Johannesburg - South Africa’s banks, already battling slowing profit growth amid sluggish economic expansion, now face declining returns and rising bad debts after S&P Global Ratings cut the sovereign’s credit rating to junk.

Some 18 hours after the downgrade, the JSE banking index was trading 0.2% lower, having lost already 10% the previous week. 

“This is bad for banks’ net return on assets and return on equity, not just via lower performance on existing assets, but also via a higher incidence of non-performing loans,” Adrian Saville, chief strategist at Citadel Wealth Management, said in emailed comments on Tuesday. “The real issue is the impact on economic growth, industrial performance and employment. There is an unambiguous negative relationship between economic growth and bank assets.”

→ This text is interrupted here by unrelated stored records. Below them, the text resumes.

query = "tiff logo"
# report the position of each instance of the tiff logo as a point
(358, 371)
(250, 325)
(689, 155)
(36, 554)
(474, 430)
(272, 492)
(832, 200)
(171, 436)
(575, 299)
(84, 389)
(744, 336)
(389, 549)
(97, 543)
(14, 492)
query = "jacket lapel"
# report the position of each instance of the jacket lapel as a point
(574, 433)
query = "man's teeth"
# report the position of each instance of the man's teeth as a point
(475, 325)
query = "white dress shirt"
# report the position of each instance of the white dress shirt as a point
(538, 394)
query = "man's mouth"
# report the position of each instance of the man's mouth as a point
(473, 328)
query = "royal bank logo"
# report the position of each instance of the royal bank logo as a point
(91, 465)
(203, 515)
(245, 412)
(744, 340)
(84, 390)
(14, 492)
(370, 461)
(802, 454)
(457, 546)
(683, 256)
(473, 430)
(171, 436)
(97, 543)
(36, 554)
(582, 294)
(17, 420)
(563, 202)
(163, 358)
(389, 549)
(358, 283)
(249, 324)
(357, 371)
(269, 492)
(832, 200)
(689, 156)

S&P cut South Africa’s foreign-currency debt to junk status on Monday night, just two trading days after President Jacob Zuma fired Finance Minister Pravin Gordhan to replace him with former home affairs minister Malusi Gigaba, a rookie when it comes to finance and business. While South Africa had an investment grade rating for 17 years, S&P said its downgrade was in response to Zuma’s Cabinet purge. Moody’s Investors Service said on Monday its ratings were on review.

South Africa cut to junk first time since 2000 after Zuma purge

Short-term volatility in bank stocks is expected, Nedbank CEO Mike Brown said by email. “Our cost of capital and certain borrowing costs, mainly in debt-capital markets, will increase, meaning we will charge more for our loans. As consumer finances come under more pressure, affordability will naturally decline, even if lending criteria stays the same.”

South Africa’s six-member banks index, which includes Standard Bank and Barclays Africa Group, has plummeted markedly since Gordhan was axed, making it the country’s worst-performing stocks gauge this year.